I’m sure there’s one or two of you who remember my Sunday evening posts where I recapped the entire weekend of sports. It didn’t take long for me to figure out that no one cared, though I do wish I could make some money as a sports analyst.
Blogging has been a great outlet for me. It has been a space to process my marriage, my work at the local church level, and my seminary studies. Over the last 5 years, 5 lessons immediately stick out. I believe these are lessons we all can learn from, in various contexts.
1. Size doesn’t matter. At all.
It has taken me 5 years of consistent blogging (I’ve never taken a break for more than a week) to even make a top 200 Church bloggers list.
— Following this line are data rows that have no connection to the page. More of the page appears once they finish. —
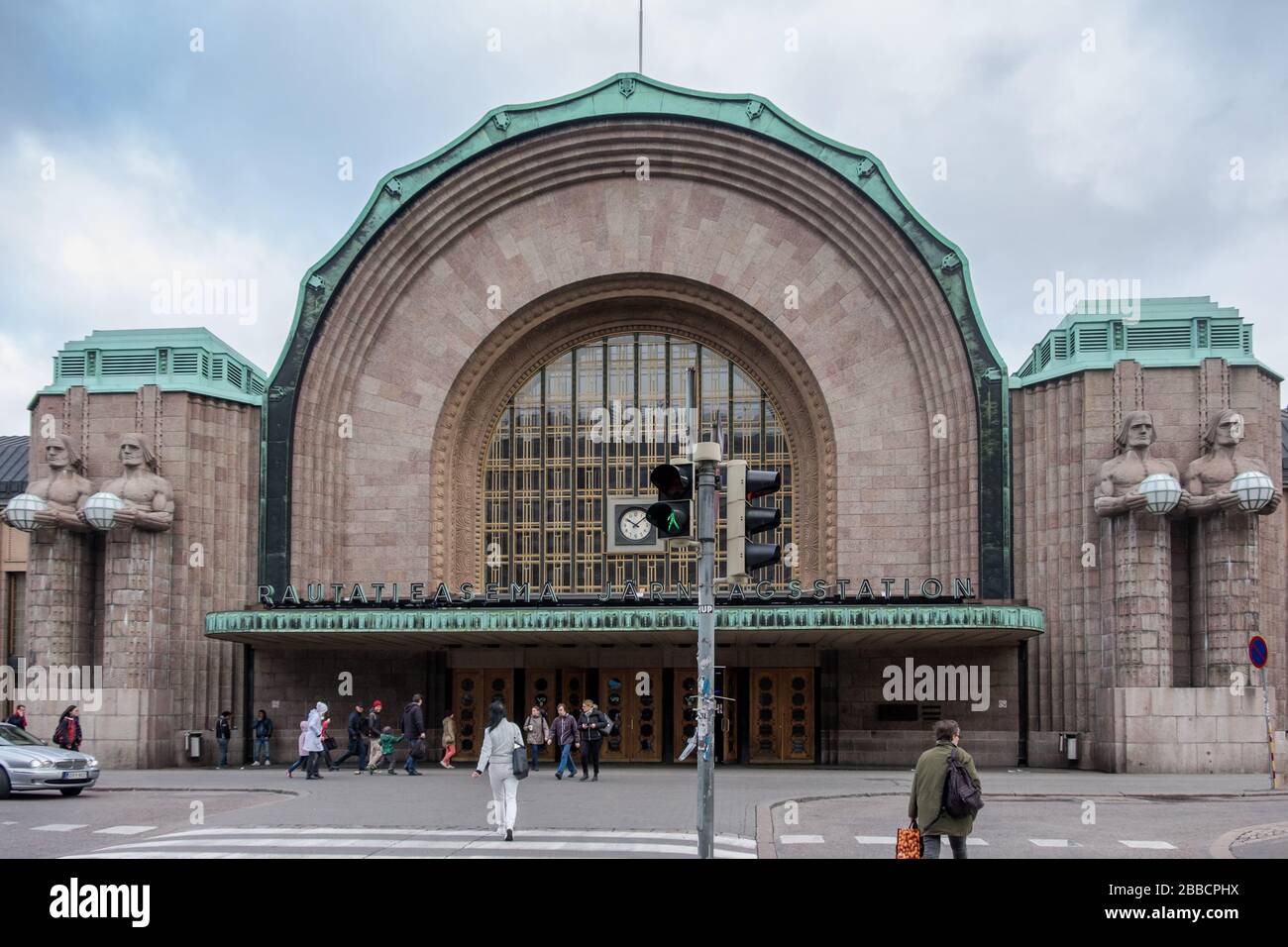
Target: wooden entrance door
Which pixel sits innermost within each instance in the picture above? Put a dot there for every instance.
(684, 715)
(472, 693)
(782, 714)
(632, 701)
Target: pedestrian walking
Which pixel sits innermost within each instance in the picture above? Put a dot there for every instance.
(926, 797)
(263, 732)
(313, 740)
(385, 749)
(413, 729)
(592, 724)
(375, 757)
(500, 740)
(67, 735)
(539, 735)
(223, 733)
(357, 729)
(449, 741)
(304, 754)
(567, 737)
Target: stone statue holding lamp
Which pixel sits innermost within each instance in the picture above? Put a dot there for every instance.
(1224, 479)
(140, 497)
(1134, 479)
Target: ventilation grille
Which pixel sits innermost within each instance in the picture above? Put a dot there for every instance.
(1228, 337)
(1094, 339)
(129, 364)
(71, 367)
(1140, 338)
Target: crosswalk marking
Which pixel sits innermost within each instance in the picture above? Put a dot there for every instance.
(326, 841)
(125, 830)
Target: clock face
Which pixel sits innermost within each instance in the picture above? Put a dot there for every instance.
(634, 525)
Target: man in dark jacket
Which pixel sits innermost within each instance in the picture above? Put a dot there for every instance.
(223, 733)
(263, 733)
(413, 729)
(359, 729)
(566, 736)
(592, 724)
(926, 799)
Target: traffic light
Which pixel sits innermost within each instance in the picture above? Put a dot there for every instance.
(673, 513)
(741, 487)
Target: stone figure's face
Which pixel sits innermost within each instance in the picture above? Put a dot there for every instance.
(1140, 433)
(55, 455)
(1229, 432)
(132, 451)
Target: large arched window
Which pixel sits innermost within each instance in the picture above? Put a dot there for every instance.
(550, 476)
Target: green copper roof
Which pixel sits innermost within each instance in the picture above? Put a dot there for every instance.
(629, 95)
(1157, 333)
(1028, 621)
(175, 360)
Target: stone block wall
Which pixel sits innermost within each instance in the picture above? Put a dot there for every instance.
(136, 602)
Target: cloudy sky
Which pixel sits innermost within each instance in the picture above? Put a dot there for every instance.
(1096, 140)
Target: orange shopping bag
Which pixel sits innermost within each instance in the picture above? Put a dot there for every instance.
(907, 841)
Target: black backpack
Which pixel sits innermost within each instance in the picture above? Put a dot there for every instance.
(961, 795)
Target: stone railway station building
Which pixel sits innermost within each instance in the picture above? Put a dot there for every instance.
(432, 421)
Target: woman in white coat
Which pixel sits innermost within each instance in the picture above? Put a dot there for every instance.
(496, 758)
(313, 738)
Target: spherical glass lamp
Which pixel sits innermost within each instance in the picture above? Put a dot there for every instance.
(101, 510)
(1162, 492)
(1253, 489)
(22, 509)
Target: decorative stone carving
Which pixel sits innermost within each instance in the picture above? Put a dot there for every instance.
(1210, 475)
(1120, 478)
(1224, 556)
(1134, 618)
(64, 489)
(147, 497)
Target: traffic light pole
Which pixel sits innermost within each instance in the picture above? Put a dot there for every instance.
(706, 457)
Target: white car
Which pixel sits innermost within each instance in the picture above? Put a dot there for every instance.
(29, 764)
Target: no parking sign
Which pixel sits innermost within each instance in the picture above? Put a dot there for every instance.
(1257, 651)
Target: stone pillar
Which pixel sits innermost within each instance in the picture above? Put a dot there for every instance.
(60, 579)
(137, 638)
(1136, 600)
(1225, 609)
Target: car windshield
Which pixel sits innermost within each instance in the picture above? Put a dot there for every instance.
(16, 736)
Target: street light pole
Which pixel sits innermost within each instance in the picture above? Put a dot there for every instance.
(706, 457)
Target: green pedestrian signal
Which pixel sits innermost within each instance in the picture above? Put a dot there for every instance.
(673, 513)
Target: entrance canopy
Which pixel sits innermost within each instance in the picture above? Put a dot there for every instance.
(825, 626)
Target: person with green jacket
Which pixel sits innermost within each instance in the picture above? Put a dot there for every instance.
(386, 749)
(926, 799)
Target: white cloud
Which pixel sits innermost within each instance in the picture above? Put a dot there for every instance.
(121, 215)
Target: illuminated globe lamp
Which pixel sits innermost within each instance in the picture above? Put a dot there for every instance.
(1160, 491)
(1253, 488)
(22, 509)
(101, 510)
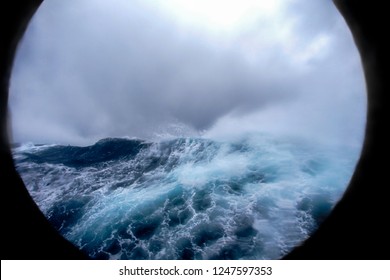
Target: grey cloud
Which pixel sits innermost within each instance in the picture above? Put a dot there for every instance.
(95, 71)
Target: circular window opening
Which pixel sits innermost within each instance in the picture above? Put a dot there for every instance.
(187, 130)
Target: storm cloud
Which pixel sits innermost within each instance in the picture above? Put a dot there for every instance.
(91, 69)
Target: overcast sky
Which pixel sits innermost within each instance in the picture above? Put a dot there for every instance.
(89, 69)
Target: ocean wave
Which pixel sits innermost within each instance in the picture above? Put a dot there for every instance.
(186, 198)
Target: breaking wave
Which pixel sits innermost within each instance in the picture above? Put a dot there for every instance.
(186, 198)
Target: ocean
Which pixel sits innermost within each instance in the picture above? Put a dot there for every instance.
(256, 197)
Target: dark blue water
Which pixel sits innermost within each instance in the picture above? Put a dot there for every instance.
(186, 198)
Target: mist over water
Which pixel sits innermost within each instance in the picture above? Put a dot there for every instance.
(233, 132)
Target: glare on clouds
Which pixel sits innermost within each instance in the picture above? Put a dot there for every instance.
(91, 69)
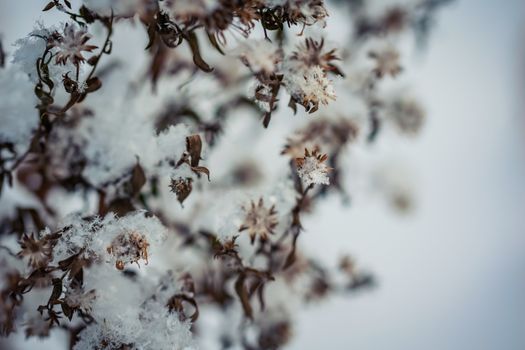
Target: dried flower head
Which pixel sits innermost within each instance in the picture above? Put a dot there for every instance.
(181, 187)
(129, 248)
(387, 62)
(407, 114)
(259, 220)
(38, 251)
(306, 12)
(312, 168)
(309, 87)
(71, 44)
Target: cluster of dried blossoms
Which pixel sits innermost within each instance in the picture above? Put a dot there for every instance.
(114, 119)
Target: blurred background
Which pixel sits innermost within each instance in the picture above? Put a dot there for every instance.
(451, 275)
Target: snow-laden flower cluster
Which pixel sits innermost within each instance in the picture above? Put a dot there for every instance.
(312, 168)
(142, 204)
(17, 110)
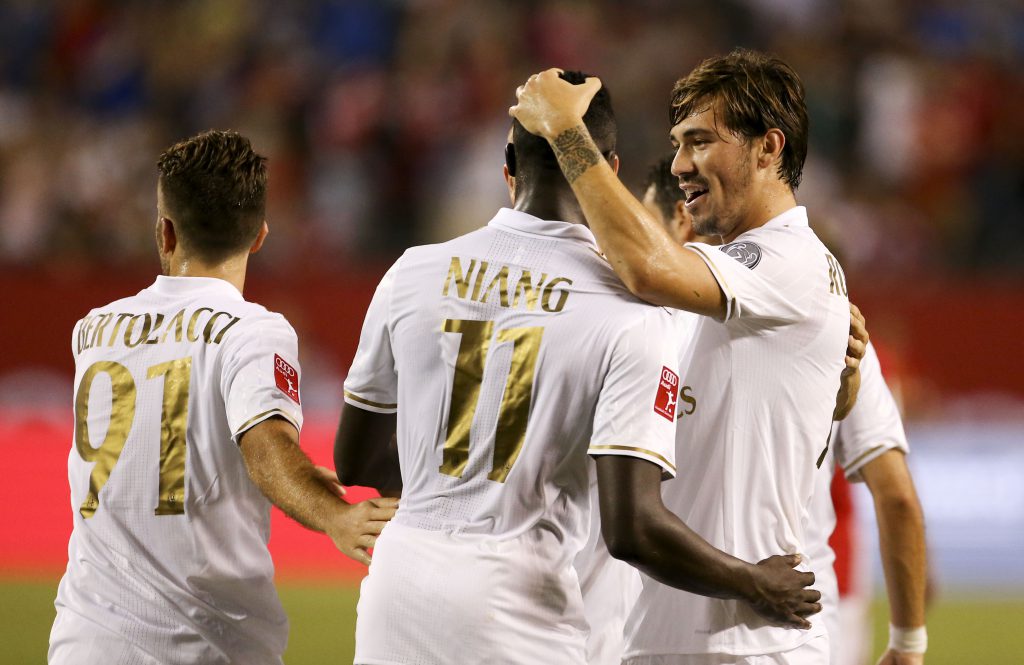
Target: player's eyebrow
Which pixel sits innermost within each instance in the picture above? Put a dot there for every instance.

But I’ve had countless conversations and I even ended up writing a book, all because of this blog.
Some people want to aim for big crowds, but I believe the people who actually make a difference are those that decide to be stewards of what has been entrusted to them.
2. Planning ahead is key for longevity.
Between all the artistic creators I know who have been at their craft for more than a decade, one thing stands out: planning ahead. Every single one of them has thoughts and ideas about what they want to do within the next month and sometimes longer.
In one of my first seminary classes ever I remember getting the syllabus and thinking, “there’s no way I can do all this and survive the semester.” Then a guy sitting next to me said, “I already have it done.” He had gotten the syllabus from the prof 2 weeks before the class started. He read all the books and wrote all the papers. My mind was blown.
Currently I have 25 posts in my “rough drafts” folder. Each is only partially finished. Some only have a sentence written. But the key is I’m constantly striving to get ahead so that I’m never creating due to a deadline. You can’t force it.
3. Creating something from nothing is never easy, but always worthwhile.
Some days I have plenty of ideas and thoughts that border on profound (I kid, I kid). Some days just getting motivated to do some work is the hardest battle.
I can’t tell you how many times I’ve stared at a computer screen for over an hour, with simply nothing to draw from. If this act of creation was easy it would never be meaningful. It’s hard, but it’s worth it.
4. Just because people are reading it doesn’t make it good.
That’s why I hate posts with lists. Oops.
5. Your writing matters. Kind of.
I told a blogger friend of mine last week that his writing mattered. His writing made me a better person. It helped me ask questions and clarify things about myself and my work that I wouldn’t have done otherwise. His words have the power to shape my life. That’s a big deal.
But the writing doesn’t capture all of him. Who he is, as my friend, is what matters.
Yes, I’m a writer and a blogger. And I know many others that are as well. But who I am when I’m not pounding away at the keyboard is what ultimately matters. I’m a child of God, a husband, a soon-to-be father, and a pastor.
Those are the things that matter before you ever type a word.